Seminal Ancient Alien Theorist Erich Von Daniken points to 19th century tales of faerie rings as evidence of the crop circle phenomenon prior to the 1880 article. However, faerie rings or fairy circles are caused by fungus. It’s a naturally occurring ring of mushrooms which occurs in open grassy fields. It was misidentified and branded a “witches circle” in 19th Century Europe and likely before. The myth was that witches wore down the fields dancing in rituals. Later, this became aliens.
When it comes to crop circles as complex as those found in the above photograph, one can see where the alien hypothesis comes in. The designs are remarkably intricate and the method of creating the crop circle is not always apparent. Hoaxsters have attempted to take credit for well…all of them. Yet, it should be noted that these two gents could not have been quite as prolific or as detailed (with the method demonstrated) to have created all of the crop circles appearing in the Wiltshire area.
An intriguing minority of crop circles remain unexplained in their origin.

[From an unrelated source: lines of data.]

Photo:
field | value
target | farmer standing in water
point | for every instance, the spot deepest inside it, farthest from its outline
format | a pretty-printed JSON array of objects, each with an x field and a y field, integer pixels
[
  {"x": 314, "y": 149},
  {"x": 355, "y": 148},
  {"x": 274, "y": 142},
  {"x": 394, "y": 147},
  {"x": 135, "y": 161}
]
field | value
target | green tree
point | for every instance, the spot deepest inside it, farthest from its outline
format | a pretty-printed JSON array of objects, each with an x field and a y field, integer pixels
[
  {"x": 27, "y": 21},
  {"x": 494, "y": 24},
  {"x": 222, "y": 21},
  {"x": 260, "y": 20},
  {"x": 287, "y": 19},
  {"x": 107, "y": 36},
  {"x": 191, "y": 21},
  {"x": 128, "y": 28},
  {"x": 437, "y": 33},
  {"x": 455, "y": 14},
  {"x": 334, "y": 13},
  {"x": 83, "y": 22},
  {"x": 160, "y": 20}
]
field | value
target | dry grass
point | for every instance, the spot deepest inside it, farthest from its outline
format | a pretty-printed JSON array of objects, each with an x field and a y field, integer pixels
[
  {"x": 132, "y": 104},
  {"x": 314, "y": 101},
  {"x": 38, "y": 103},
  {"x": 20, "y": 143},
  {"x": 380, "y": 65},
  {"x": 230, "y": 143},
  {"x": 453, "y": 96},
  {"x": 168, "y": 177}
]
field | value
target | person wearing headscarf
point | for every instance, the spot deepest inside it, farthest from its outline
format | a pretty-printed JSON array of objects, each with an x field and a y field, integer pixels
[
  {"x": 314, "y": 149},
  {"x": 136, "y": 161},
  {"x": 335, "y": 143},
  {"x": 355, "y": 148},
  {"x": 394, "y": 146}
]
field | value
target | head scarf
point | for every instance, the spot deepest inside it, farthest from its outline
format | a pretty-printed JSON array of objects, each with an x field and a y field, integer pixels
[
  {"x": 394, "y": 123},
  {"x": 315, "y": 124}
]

A British researcher named Colin Andrews working for Laurance Rockefeller estimates 80% of crop circles are hoaxes. He suspects the other 20% may have something to do with changes to earth’s magnetic field. His research is ongoing and involves instrumentation. So, we’ll look forward to his results. Clearly, if we accept the 1880 report of a crop circle as evidence of some of the modern phenomenon, there is more to it than a couple of drunks with boards on their feet. While we wait for more data, those 20% of unexplained crop circles remain ripe for theory.